What a pain I must have been, I awed.  Why did she even put up with me?

I'm Not Alone

I recently came across the article, “Why You Never See Your Friends Anymore” from Atlantic.

For a variety of reasons, an inability to spend leisure time with friends and family is symptomatic of modern society.

Here is what author Judith Shulevitz has to say: 
The hours in which we work, rest, and socialize are becoming ever more desynchronized. Whereas we once shared the same temporal rhythms—five days on, two days off, federal holidays, thank-God-it’s-Fridays—our weeks are now shaped by the unpredictable dictates of our employers. Nearly a fifth of Americans hold jobs with nonstandard or variable hours. They may work seasonally, on rotating shifts, or in the gig economy driving for Uber or delivering for Postmates. Meanwhile, more people on the upper end of the pay scale are working long hours. Combine the people who have unpredictable workweeks with those who have prolonged ones, and you get a good third of the American labor force. 

Where Have All the Girlfriends Gone?

Time With Friends
I love brunching with friends.  But God help anyone who tries to organize a Saturday morning brunch, given our erratic work schedules.
Brunching with friends on the weekend, happy hours on a Friday night, chilling with a friend on Saturday over coffee, then shopping, then seeing a movie....I love doing these things. 

But it can feel like sweating blood to put something together. 

I notice a LOT of my interaction with friends isn't IRL anymore: it's via messenger apps.

What's your experience? 

How often have you used the reason “I have to work” for not seeing friends or family during what's traditionally seen as time off (weekday evenings and weekends)? 

Have you ever been unable to commit to something because you weren't sure if you'd have to work? 

Or have you lost friends to the gig economy--you or they work such odd hours that you never see each other anymore? 

Opting Out

Can we simply opt out of busyness and erratic schedules?  Perhaps.  It's not uncommon for people to remove email or messenger apps from their phone so that they're not always on call.

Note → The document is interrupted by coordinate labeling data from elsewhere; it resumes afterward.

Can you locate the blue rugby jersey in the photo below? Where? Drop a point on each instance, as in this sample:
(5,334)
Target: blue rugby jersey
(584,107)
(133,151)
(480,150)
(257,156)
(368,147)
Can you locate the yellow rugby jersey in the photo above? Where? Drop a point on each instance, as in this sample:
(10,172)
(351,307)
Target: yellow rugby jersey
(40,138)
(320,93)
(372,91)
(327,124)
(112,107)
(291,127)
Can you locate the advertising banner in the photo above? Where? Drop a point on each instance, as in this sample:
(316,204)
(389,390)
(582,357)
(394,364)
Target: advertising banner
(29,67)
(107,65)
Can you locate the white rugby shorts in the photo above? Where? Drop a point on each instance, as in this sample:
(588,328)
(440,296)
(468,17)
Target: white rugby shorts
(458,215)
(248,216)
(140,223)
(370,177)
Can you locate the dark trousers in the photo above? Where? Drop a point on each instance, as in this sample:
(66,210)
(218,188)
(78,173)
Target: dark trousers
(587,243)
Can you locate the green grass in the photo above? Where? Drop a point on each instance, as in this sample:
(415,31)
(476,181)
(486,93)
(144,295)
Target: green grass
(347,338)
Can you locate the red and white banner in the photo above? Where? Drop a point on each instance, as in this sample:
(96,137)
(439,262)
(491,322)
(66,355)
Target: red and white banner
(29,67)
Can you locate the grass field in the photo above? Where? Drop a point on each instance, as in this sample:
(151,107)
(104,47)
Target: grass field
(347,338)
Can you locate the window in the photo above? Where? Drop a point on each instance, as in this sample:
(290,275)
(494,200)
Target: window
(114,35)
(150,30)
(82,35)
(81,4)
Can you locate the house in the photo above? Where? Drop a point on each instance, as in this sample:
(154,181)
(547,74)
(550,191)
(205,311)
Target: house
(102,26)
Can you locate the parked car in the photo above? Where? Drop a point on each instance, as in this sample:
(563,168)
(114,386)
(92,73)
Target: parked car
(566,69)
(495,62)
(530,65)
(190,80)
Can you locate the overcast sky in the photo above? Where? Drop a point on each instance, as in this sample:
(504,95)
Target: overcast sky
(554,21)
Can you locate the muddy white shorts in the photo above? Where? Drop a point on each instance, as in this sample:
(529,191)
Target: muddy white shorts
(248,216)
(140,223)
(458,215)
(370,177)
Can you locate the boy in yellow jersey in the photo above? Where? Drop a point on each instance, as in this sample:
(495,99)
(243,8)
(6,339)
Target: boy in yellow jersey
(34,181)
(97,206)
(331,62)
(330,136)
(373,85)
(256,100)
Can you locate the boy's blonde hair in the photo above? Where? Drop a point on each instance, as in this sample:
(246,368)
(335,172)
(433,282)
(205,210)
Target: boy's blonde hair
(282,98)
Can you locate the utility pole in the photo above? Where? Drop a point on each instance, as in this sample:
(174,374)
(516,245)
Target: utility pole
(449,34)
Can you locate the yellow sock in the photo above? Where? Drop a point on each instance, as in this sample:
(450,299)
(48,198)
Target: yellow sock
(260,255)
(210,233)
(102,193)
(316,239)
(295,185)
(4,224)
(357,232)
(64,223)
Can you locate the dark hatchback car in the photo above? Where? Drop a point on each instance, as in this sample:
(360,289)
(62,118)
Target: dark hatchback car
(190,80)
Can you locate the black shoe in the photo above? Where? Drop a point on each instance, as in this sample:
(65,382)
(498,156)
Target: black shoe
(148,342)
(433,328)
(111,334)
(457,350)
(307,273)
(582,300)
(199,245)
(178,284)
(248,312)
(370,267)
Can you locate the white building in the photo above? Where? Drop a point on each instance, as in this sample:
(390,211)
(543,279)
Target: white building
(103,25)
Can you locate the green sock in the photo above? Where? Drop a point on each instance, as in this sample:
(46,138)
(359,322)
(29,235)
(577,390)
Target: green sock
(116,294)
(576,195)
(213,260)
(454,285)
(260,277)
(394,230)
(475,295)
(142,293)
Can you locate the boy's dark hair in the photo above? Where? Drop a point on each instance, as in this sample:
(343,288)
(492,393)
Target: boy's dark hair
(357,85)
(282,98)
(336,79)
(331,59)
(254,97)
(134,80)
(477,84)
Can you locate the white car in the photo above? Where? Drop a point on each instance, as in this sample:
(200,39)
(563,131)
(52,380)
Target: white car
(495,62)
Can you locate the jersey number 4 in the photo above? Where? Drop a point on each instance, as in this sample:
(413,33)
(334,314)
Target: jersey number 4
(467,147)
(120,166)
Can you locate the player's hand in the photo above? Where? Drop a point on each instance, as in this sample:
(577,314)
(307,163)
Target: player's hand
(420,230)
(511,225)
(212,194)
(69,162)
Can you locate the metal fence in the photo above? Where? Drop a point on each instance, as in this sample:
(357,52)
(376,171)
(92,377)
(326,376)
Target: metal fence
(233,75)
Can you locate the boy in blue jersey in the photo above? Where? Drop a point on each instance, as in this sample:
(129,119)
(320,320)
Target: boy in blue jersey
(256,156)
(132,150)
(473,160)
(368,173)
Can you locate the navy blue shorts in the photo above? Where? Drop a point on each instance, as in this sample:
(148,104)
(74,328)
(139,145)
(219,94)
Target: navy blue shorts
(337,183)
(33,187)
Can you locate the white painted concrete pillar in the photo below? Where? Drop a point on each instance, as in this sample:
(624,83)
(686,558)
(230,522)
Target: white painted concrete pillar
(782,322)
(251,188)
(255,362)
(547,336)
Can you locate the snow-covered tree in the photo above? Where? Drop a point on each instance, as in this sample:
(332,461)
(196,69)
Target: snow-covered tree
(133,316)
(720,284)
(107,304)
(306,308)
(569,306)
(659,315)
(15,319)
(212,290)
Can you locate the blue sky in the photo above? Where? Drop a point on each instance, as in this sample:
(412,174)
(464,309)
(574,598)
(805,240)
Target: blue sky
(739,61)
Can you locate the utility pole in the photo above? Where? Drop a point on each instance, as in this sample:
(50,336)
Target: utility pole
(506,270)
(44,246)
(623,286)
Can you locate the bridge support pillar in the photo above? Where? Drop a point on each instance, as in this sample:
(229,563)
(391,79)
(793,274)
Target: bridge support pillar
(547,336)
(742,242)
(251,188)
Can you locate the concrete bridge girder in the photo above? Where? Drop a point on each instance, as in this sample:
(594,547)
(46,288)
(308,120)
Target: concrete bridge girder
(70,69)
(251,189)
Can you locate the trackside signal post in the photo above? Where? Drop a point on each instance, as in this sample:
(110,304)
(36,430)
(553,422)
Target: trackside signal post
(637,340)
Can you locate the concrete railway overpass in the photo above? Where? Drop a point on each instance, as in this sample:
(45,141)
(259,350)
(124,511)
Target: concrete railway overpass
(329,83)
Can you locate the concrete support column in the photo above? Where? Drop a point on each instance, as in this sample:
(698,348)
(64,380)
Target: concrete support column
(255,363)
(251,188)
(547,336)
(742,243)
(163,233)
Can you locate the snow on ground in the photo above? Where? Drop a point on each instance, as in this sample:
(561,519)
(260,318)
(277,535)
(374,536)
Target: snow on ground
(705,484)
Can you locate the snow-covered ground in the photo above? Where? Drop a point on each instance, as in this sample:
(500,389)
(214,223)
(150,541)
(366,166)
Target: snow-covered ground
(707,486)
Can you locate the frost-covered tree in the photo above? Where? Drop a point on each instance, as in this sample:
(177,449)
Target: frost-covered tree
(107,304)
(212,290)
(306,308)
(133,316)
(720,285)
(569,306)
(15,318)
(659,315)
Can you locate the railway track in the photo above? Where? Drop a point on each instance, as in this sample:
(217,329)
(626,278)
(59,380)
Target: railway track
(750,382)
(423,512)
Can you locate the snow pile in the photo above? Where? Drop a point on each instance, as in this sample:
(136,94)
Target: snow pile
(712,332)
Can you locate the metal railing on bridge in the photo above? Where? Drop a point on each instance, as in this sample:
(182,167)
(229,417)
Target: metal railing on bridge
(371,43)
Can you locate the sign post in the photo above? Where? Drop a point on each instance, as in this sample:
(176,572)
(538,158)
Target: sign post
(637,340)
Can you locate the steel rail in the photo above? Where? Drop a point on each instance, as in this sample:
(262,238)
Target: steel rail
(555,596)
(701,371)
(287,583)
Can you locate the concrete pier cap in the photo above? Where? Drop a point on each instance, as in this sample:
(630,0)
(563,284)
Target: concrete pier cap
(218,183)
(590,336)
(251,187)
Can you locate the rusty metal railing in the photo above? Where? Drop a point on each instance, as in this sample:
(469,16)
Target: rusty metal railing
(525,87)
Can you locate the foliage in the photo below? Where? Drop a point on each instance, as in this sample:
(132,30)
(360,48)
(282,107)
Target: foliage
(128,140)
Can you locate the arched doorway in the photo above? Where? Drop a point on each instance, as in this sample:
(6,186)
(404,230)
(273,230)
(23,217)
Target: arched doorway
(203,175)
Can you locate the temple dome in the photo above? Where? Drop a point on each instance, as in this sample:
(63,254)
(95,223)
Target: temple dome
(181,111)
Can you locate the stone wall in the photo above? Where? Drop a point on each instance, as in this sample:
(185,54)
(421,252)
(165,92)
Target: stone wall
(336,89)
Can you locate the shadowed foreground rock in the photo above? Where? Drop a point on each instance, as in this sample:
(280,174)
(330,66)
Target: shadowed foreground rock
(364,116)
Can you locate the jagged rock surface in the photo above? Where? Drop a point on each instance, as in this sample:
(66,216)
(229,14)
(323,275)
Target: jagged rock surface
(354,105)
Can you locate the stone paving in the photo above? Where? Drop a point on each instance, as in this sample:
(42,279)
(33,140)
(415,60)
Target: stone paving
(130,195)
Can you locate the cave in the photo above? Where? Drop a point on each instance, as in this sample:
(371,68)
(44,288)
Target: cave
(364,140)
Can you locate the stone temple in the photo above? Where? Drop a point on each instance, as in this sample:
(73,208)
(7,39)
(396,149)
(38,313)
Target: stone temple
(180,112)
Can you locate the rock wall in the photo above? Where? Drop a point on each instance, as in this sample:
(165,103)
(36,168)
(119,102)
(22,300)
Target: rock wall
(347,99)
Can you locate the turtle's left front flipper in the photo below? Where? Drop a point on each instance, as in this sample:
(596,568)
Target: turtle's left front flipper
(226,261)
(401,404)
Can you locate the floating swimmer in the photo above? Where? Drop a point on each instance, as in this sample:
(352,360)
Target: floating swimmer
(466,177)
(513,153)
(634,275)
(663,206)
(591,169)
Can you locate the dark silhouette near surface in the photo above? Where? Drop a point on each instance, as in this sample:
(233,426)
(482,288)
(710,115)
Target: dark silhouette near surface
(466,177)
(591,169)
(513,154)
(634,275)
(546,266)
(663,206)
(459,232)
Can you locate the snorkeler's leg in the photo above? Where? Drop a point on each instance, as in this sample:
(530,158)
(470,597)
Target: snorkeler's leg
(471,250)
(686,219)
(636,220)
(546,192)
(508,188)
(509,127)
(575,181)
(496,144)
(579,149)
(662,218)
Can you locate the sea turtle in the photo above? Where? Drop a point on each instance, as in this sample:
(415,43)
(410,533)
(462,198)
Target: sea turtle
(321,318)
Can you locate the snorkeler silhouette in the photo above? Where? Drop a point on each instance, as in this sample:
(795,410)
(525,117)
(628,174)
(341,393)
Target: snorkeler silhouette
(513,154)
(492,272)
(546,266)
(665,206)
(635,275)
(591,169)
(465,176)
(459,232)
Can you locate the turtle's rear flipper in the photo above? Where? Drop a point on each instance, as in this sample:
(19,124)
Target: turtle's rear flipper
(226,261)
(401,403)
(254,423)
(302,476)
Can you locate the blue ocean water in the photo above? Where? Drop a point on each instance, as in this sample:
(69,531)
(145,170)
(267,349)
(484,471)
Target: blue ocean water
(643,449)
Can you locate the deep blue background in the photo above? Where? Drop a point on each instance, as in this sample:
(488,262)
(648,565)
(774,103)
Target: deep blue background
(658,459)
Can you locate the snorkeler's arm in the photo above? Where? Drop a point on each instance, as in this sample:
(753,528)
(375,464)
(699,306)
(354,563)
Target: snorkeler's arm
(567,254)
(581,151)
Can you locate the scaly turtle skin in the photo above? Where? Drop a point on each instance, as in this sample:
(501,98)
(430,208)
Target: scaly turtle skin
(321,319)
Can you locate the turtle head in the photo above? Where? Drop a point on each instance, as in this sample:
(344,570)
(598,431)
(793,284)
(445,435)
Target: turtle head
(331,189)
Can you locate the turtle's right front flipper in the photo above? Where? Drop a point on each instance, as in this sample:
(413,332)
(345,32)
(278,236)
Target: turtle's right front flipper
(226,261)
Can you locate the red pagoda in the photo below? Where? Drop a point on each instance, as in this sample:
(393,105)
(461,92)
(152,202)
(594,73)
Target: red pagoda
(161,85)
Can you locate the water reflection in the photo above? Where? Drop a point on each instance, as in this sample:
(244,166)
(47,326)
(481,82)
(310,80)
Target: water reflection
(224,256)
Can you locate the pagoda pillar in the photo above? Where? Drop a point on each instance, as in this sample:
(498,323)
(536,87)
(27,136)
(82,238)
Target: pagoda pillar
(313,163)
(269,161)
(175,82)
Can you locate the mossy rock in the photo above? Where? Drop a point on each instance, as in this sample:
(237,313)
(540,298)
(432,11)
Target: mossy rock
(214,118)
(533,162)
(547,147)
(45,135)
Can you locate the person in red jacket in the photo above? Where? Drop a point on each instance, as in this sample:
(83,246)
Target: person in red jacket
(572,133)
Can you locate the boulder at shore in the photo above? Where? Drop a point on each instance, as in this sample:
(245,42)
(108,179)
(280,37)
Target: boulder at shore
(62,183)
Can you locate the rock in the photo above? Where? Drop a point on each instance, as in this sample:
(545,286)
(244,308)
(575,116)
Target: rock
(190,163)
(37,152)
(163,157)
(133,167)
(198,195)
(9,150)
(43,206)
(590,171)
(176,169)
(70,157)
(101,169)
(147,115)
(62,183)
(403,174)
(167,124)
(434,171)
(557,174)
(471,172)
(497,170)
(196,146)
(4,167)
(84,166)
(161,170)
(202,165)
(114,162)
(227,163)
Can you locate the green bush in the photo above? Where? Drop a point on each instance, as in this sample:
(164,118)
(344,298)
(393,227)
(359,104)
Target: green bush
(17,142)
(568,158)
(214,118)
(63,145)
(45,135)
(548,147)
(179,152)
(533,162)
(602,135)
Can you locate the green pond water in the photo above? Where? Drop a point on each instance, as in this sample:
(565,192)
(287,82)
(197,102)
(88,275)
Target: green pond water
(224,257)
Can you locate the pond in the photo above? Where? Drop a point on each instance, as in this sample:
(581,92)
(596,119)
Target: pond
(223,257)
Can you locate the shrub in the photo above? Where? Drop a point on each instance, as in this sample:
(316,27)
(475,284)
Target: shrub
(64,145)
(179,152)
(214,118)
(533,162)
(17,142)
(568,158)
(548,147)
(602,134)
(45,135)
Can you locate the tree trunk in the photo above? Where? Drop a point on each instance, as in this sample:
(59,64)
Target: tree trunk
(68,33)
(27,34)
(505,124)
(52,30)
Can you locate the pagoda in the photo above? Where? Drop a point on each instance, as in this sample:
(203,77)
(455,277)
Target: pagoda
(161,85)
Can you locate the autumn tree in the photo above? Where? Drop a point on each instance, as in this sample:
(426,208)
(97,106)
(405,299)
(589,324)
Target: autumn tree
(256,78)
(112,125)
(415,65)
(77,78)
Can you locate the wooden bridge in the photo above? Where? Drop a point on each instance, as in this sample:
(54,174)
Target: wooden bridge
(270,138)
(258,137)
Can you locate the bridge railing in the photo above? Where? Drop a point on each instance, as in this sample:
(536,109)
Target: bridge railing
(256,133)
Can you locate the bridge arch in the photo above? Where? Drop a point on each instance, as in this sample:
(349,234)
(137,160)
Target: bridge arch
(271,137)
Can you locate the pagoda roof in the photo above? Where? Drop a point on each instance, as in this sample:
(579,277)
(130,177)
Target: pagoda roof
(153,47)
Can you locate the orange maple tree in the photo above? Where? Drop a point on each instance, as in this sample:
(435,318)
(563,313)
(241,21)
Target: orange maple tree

It's not so simple as that, however.  Even if you can simplify your own schedule, can your friends and family?  And some businesses (cough, cough Amazon) actually require employees to be on call for sporadic weekend shifts. 

It is a conundrum.  --And not being able to spend time with close friends and family has a huge impact on the strength of community in our lives.  

Do haphazard schedules prevent you from spending IRL time with family and friends?  If so, do you see any solutions?

4 comments

  1. So true! I've used the "work" excuse to get out of things before, but it usually only comes into play when people try to actually call me on the phone (just text me - I HATE phone calls! - in case they're reading this) at 5:30 pm and I'm still at work or they want to grab lunch at 12:30 on a Tuesday. I have normal work hours and have turned down jobs that would require me to work non-standard hours but I have run into issues before with friends (or maybe they were using it as an excuse to get out of doing something). We usually come up with a few days that will work for both of us and then pick one. Then you just have to plan well enough in advance and take that time off. It's definitely a conundrum, Julie!

    Ruth

    ReplyDelete
    Replies
    1. Ha, yeah, who really has phone calls anymore?
      I know, non-standard work hours are a pain, definitely a huge consideration when job hunting.

      Delete
  2. I'm the type of person who makes the rare appearances. I feel like I should go out more but I am so exhausted from work and everything @__@. Though, it can be harder when there are friends with completely different working hours as well. I always wanted to have a group of friends to hang with. I've been on apps to find a girlgang. One day :).

    Nancy ♥ exquisitely.me

    ReplyDelete
    Replies
    1. Yeah, back in school daze it was easier to have a group of friends bc everyone was in the same place! And on roughly the same schedule.
      I agree, the grind of work and daily life can rob us of all our "spoons"; oftentimes I don't want to socialize in the evenings, either.